Eighth District Court of Appeals issues opinion on public records caseDecember 12, 2018
Today the Eighth District Court of Appeals in Cleveland issued an opinion that brings the case of State ex rel. Essi v. the City of Lakewood substantially to a conclusion.
The case, which has been pending since June 2016, involved whether or not the City of Lakewood properly responded to more than 320 records requests made by a citizen after the news emerged that Lakewood Hospital might close. In response to those requests, the city produced more than 27,000 pages of records.
In its 86-page opinion, a three-judge panel unanimously ruled that “Lakewood has fulfilled its duties to produce the requested records” and that the city is not required to locate or produce any additional documents.
At issue in the case was whether the records requests were written clearly enough to permit the city to respond properly. Even though it produced tens of thousands of pages of records related to the hospital matter, the city argued that it was unable to decipher what records were actually requested based on how the requests were written. Ruling in favor of the city, the court found that the citizen’s public records requests were improperly vague and overbroad because they sought “a complete duplication of the voluminous file on the sale of Lakewood Hospital” and were “more akin to discovery requests than requests for known, identifiable records, like the minutes of a given council meeting.”
The court also reviewed thousands of pages of records already released that bore redaction marks concealing words falling under the attorney-client privilege and obscuring personal matters that had nothing to with the operation of the government, such as public officials’ private calendar appointments. The court upheld nearly all the city’s redactions but ordered that the city release 58 items that had been previously redacted. The city is reviewing these items now.

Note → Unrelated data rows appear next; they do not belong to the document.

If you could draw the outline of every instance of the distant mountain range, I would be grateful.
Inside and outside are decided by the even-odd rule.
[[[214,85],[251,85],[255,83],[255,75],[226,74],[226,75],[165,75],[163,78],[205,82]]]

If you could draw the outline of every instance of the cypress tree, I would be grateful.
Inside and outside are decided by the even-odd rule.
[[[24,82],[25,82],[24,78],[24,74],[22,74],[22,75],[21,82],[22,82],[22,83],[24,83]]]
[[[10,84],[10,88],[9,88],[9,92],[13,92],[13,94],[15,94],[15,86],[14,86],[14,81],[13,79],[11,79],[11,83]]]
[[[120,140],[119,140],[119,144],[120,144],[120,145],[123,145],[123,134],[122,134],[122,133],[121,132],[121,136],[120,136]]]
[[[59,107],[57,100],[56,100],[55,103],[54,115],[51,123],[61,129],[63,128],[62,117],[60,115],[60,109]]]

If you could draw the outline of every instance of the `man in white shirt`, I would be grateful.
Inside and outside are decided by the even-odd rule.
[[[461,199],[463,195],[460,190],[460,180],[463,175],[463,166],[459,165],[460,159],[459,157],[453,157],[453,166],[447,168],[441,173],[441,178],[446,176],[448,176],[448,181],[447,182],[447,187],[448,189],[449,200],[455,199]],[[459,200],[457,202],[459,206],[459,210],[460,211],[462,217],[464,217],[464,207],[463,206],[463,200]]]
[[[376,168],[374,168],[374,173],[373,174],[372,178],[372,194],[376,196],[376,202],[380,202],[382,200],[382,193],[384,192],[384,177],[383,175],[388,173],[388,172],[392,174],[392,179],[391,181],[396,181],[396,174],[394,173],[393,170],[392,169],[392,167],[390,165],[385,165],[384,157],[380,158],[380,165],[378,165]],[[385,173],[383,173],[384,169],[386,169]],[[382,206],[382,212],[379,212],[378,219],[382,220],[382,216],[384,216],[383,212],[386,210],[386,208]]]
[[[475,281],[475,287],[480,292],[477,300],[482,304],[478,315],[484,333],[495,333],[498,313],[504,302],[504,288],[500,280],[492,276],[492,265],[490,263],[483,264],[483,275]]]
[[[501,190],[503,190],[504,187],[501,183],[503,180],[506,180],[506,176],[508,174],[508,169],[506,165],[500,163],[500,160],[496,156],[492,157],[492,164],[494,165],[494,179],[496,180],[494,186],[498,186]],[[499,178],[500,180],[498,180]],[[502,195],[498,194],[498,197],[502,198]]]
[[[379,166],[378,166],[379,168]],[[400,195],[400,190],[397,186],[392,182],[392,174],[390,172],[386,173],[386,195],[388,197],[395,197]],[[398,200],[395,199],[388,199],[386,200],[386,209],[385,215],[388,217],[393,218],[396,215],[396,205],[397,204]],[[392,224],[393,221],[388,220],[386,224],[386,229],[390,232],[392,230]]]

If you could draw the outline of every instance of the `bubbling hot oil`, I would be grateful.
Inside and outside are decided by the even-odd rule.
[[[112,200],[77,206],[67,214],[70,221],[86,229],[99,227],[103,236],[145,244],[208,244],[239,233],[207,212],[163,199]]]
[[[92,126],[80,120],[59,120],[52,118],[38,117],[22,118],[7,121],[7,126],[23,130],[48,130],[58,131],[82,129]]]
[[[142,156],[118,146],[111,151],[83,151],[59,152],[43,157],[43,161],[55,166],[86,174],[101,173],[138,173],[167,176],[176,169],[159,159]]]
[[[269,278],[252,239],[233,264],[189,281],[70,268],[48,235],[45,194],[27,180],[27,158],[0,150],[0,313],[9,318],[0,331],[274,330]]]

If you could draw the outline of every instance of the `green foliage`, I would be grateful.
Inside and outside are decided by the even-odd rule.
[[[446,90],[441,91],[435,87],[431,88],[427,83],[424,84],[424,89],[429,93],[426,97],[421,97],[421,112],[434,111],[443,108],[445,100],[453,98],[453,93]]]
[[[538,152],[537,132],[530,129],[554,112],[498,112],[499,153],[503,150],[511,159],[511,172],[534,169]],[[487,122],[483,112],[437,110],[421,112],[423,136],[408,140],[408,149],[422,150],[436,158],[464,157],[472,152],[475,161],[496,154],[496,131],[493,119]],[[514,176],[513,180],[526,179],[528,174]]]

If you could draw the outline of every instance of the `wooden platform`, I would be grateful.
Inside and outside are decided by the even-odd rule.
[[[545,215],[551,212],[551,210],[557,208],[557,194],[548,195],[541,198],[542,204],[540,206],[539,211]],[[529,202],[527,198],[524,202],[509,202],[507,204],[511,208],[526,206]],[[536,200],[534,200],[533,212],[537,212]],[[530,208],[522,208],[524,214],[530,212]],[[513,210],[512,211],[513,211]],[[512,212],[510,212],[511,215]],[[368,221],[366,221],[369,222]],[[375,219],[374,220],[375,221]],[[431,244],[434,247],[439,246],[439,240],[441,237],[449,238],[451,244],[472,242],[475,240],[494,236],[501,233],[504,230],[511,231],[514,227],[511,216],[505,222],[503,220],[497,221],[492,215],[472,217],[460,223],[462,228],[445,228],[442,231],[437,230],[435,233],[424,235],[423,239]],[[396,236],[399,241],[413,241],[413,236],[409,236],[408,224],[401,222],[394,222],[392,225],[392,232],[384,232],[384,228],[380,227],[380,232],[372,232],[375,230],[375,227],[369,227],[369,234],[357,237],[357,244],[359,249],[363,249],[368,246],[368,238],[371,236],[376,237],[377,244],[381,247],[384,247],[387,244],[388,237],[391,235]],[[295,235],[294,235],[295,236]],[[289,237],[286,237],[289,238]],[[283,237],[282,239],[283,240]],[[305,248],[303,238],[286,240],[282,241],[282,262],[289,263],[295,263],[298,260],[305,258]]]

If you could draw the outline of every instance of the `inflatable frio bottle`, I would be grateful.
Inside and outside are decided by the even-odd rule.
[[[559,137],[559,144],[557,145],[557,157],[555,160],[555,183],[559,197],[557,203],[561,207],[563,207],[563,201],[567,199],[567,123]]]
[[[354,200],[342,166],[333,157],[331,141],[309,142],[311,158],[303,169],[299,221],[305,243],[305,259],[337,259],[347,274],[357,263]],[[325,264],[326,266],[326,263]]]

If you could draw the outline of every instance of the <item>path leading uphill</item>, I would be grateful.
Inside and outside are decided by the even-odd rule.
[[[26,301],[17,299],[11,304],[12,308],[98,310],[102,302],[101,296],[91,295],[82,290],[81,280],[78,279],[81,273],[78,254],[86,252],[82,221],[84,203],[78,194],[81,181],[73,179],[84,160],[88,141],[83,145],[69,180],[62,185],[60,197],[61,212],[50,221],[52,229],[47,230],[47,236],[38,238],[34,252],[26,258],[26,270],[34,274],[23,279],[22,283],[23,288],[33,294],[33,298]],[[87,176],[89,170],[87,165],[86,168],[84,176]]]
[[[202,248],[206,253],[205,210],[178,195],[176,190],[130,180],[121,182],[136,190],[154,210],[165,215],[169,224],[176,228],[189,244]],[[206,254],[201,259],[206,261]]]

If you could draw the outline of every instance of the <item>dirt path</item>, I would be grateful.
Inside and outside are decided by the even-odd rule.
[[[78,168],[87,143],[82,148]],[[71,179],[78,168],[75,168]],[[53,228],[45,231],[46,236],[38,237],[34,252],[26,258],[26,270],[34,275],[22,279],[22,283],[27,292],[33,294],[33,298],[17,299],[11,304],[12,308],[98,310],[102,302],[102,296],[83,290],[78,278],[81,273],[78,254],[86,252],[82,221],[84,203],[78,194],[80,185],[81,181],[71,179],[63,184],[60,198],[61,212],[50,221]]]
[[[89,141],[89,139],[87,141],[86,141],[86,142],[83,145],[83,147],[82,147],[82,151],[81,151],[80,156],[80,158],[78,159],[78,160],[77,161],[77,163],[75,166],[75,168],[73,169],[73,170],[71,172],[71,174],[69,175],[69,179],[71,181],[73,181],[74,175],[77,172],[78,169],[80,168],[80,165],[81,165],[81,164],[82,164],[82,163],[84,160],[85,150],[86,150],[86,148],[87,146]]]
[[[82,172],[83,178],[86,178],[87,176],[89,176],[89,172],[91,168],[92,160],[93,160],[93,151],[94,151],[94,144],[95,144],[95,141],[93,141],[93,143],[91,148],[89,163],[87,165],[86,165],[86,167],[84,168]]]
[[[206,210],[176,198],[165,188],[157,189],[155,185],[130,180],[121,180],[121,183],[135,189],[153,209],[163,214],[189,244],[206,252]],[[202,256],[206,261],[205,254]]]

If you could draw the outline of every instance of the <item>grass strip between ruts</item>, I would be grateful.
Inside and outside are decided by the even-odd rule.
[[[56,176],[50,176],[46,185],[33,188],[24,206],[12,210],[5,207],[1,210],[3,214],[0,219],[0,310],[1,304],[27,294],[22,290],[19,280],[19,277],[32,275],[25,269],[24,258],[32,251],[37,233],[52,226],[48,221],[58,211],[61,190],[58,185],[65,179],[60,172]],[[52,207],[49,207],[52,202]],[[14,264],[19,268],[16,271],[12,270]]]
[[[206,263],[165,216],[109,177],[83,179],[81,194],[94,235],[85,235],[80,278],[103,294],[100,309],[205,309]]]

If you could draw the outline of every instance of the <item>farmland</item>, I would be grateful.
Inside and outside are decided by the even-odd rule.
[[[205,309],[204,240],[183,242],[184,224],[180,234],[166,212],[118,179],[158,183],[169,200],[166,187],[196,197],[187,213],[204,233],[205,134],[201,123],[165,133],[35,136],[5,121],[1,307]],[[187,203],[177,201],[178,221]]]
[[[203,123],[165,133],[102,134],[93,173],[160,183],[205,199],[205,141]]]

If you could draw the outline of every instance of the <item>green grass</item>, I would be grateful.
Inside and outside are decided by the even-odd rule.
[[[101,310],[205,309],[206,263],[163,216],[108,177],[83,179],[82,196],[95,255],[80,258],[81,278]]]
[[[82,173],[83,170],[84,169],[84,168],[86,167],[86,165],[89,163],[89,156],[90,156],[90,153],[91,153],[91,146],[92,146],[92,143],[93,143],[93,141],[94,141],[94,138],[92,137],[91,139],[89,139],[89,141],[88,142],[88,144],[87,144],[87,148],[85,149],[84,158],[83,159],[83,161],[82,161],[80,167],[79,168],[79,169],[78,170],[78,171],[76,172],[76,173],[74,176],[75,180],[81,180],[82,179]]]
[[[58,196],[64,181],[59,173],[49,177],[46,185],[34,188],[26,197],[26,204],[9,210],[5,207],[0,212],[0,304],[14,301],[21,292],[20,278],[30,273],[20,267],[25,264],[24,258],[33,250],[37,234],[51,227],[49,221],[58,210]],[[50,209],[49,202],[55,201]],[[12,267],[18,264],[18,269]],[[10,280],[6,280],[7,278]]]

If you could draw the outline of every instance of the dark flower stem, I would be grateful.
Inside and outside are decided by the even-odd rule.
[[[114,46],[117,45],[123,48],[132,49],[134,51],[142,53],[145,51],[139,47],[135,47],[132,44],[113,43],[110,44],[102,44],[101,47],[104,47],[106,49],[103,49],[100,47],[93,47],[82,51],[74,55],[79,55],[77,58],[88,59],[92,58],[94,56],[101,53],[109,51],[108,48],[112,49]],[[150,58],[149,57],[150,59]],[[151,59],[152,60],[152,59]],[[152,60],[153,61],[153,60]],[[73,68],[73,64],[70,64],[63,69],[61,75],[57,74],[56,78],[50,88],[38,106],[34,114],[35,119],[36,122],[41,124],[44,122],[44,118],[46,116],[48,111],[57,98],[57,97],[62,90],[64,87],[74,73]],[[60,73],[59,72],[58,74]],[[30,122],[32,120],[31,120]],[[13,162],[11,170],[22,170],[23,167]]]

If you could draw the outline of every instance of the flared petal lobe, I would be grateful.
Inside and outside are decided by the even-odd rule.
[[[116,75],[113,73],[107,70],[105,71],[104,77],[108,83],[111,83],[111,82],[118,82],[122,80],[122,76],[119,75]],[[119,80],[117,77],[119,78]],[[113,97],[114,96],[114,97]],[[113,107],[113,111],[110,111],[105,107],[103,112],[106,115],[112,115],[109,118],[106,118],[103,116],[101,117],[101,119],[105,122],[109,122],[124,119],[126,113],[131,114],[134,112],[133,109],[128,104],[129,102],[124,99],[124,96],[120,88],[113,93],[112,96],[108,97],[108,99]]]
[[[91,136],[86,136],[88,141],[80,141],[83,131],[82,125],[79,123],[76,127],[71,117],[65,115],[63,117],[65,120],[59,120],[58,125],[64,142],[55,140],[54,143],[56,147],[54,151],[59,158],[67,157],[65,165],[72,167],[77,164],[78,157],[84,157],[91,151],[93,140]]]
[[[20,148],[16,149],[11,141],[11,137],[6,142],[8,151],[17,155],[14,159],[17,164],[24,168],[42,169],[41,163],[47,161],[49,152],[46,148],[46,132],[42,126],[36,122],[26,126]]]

“After considering the purposes of the public records law, the importance of the requests, the nature of the requests, the 27,000 pages of records released, and the evidence and certifications of the parties,” Judge Kathleen Ann Keough wrote for the court, “this court is convinced that Lakewood has fulfilled its duty to release public records and, except for the records submitted for an in camera inspection, declines to issue a writ of mandamus to compel Lakewood to continue its search for more records coming within the requests.”
“The court has ruled,” Mayor Mike Summers said. “We are grateful for the ruling and appreciate the effort the court put into its opinion.”
“We believe the court understood the complexity of the issues the city faced in this case surrounding more than 300 separate requests and 27,000 pages provided by the city in response to the requests,” Summers said. “We acted in good faith responding to these requests and I believe the court recognized our efforts to meet our public records responsibilities.”
“The city has always taken very seriously its obligation to give the public the records the citizens own and deserve,” said Law Director Kevin Butler. “We feel very strongly that we fulfilled that obligation in this case.”